The Happiness Balance Sheet





The following is an excerpted version from Martina Giselle Ramirez’s and Alicia Partnoy’s book, Happier as a Woman: Transforming Friendships, Transforming Lives published by Cleis Press last year.


It’s Saturday morning in my apartment in Culver City, California. It’s been over two weeks since my gender confirming surgery, and almost a week since I’ve been back in LA. When I returned to campus last week, many people asked me how I felt now that the big surgery was behind me. My standard reply was that I was very happy that it was over, and also surprised that the recovery process was quite easy for me (presumably a benefit of being in shape, thanks to working out every day).

On a deeper level, though, there is much more to being “very happy” than meets the eye. In fact, for me, happiness in this case is based on a mix of credits (good things) and debits (not-such-good things) that are associated with the surgery and other matters. And, as in the financial world, not all credits and debits have the same value. In any case, this mix of “balance sheet” items is as follows.

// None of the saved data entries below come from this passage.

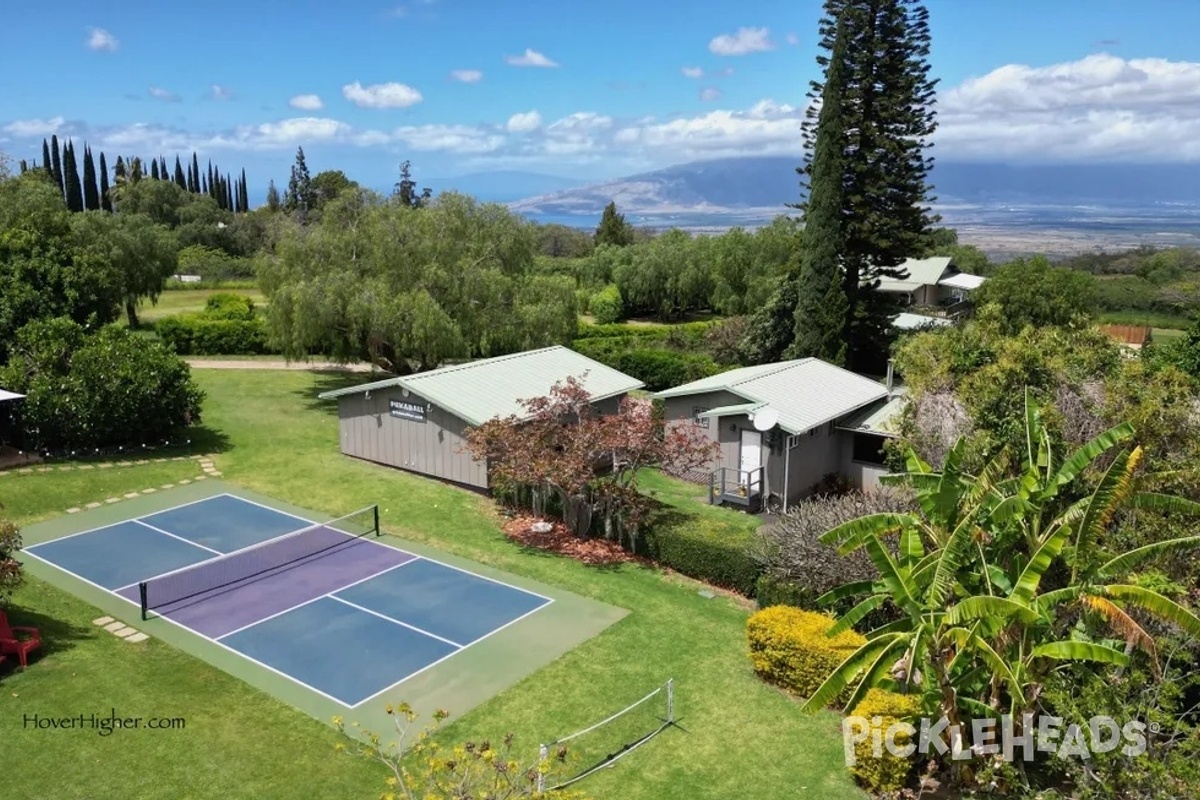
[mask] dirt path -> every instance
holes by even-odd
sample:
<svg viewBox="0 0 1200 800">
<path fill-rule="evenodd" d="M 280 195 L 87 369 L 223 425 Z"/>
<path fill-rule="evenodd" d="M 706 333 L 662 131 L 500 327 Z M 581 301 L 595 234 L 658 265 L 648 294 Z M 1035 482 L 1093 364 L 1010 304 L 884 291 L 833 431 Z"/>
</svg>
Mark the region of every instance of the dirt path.
<svg viewBox="0 0 1200 800">
<path fill-rule="evenodd" d="M 269 361 L 269 360 L 222 360 L 215 358 L 185 358 L 195 369 L 290 369 L 312 372 L 378 372 L 371 364 L 333 364 L 328 361 Z"/>
</svg>

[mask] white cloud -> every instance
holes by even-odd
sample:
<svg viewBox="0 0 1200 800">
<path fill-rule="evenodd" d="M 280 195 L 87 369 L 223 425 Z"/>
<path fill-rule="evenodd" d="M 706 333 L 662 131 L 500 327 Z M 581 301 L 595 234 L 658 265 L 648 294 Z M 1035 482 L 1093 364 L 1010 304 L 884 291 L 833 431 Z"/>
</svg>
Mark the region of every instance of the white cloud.
<svg viewBox="0 0 1200 800">
<path fill-rule="evenodd" d="M 723 33 L 708 43 L 708 49 L 719 56 L 744 56 L 774 50 L 768 28 L 739 28 L 737 33 Z"/>
<path fill-rule="evenodd" d="M 214 83 L 208 89 L 208 96 L 213 100 L 229 100 L 233 97 L 233 89 Z"/>
<path fill-rule="evenodd" d="M 0 130 L 21 139 L 36 139 L 61 132 L 66 122 L 67 120 L 64 117 L 54 117 L 52 119 L 17 119 L 0 128 Z"/>
<path fill-rule="evenodd" d="M 795 153 L 804 109 L 762 100 L 744 111 L 717 110 L 669 122 L 627 125 L 613 141 L 676 162 Z M 670 163 L 667 161 L 666 163 Z"/>
<path fill-rule="evenodd" d="M 483 73 L 477 69 L 456 69 L 451 70 L 450 78 L 459 83 L 479 83 L 483 80 Z"/>
<path fill-rule="evenodd" d="M 504 144 L 499 133 L 470 125 L 406 125 L 392 136 L 419 152 L 491 153 Z"/>
<path fill-rule="evenodd" d="M 796 45 L 800 44 L 800 37 L 794 33 L 789 33 L 787 36 L 784 37 L 783 40 L 785 42 L 787 42 L 788 44 L 790 44 L 792 47 L 795 47 Z"/>
<path fill-rule="evenodd" d="M 700 102 L 711 103 L 721 99 L 721 90 L 715 86 L 705 86 L 700 90 Z"/>
<path fill-rule="evenodd" d="M 1200 159 L 1200 63 L 1099 53 L 1009 64 L 938 102 L 940 155 L 1041 160 Z"/>
<path fill-rule="evenodd" d="M 315 94 L 298 94 L 291 100 L 288 100 L 288 105 L 292 108 L 298 108 L 301 111 L 320 111 L 325 107 L 321 102 L 321 98 Z"/>
<path fill-rule="evenodd" d="M 696 78 L 697 80 L 704 77 L 703 67 L 684 67 L 679 70 L 686 78 Z"/>
<path fill-rule="evenodd" d="M 342 96 L 359 108 L 408 108 L 424 98 L 403 83 L 376 83 L 363 86 L 358 81 L 342 87 Z"/>
<path fill-rule="evenodd" d="M 104 28 L 89 28 L 87 46 L 89 50 L 113 52 L 121 43 L 117 41 L 117 37 L 113 36 Z"/>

1. Credit:Being Liberated from the Impact of Testosterone. While I know that my male “hardware” is what allowed my two daughters to come to be, I was so relieved to find it not there after December 22. On a basic level, it was way easier after that to wear everything from a swimsuit to yoga pants (I no longer had to hide certain things). But on a deeper level, since that old hardware wreaked havoc in my life, with everything from my changed voice to facial hair to hair reduction in later years, thanks to the testosterone, I felt like I had been released from prison after being wrongly incarcerated. Those who are not trans have no idea what it’s like to be marooned in a body that you know is not right for you but from which you cannot escape. And all the while, you can see others around you who possess the sort of body you want, ones that change through time in ways you want (e.g., during adolescence). Like Moses in the Bible, you can see the Promised Land, but can never get there. Thus, having the testosterone source and the related hardware removed from my body represented a big psychic victory for me, and led me to being more at peace.

2. Credit:Finally Having a Vaginal Region. While it took many days until the post-surgery packing material could be removed, and while self-dissolving sutures are still in place along its sides, it’s amazing to know a vagina is downstairs! Moreover, since I have to do vaginal dilations several times a day, I can check on its appearance and healing progress with a mirror. Once I’ve healed from the follow-up labiaplasty procedure this coming July, I’ll have a much better sense of what its post-surgery layout will be like. In any case, if opportunities to become intimate come my way, I’ll go into such situations feeling good about myself—and with the hope of feeling sexual pleasure in a manner that I’ve always wanted.

3. Credit:Having a More Feminine Body and Mind.

More than two years of hormone replacement therapy has given me a body with great skin, breasts, softer edges, and fat deposits in new places. Indeed, I’ve gone from the scrawny distance runner I was when I came out in 2010, to the curvier Latina I am today. I also have a greater emotional range than I ever did, and I think of matters a bit differently, as I touched on elsewhere in this book.

Of course, like the former inmate I am, I also live with the legacy of what my years in the “male jail” did to me, which brings me to some debits.

1. Debit:The Things I Missed. There are so many things I never experienced, given my body as it was and the status I was assigned as a result. Two big ones are missing out on puberty, girl style (including the chance to have a moon ceremony, a traditional coming-of-age gathering that is common in many cultures across the Americas) and never having been able to carry and birth a child, or be a mom.

2. Debit:Physical Features Impacted by Testosterone. While there are a multitude of physical legacies that result from testosterone, they are not all wiped away by gender-confirming surgery. For example, when I get out of the shower every day, I see a face that, while happy, has less hair on top than back in my twenties. Seeing women on a daily basis on TV and at work who were not similarly impacted drives home what I lost along the way and was helpless to prevent. And while I have a voice that, to me, is expressive and lively, it’s also in a lower range than it should have been—which is why I have to focus when on the phone so as not to be called “sir” and “Mr.” Medical avenues to permanently address such hormonal “damage” are not available to many, are quite expensive, and can have mixed outcomes among individuals.

Overall then, my happiness balance sheet post-surgery favors the credits, not simply because there are more of them, but also because I think their worth is priceless. Nonetheless, far from being all wine and roses, my life going forward will involve coping with those debits.



Martina Giselle Ramirez is director of the Center for Teaching Excellence and professor of biology at Loyola Marymount University, as well as an expert on spiders. She has won multiple awards for her scholarship and mentorship, including the LGBTQ+ Mentor Award from LMU’s LGBT Student Services Office in 2016.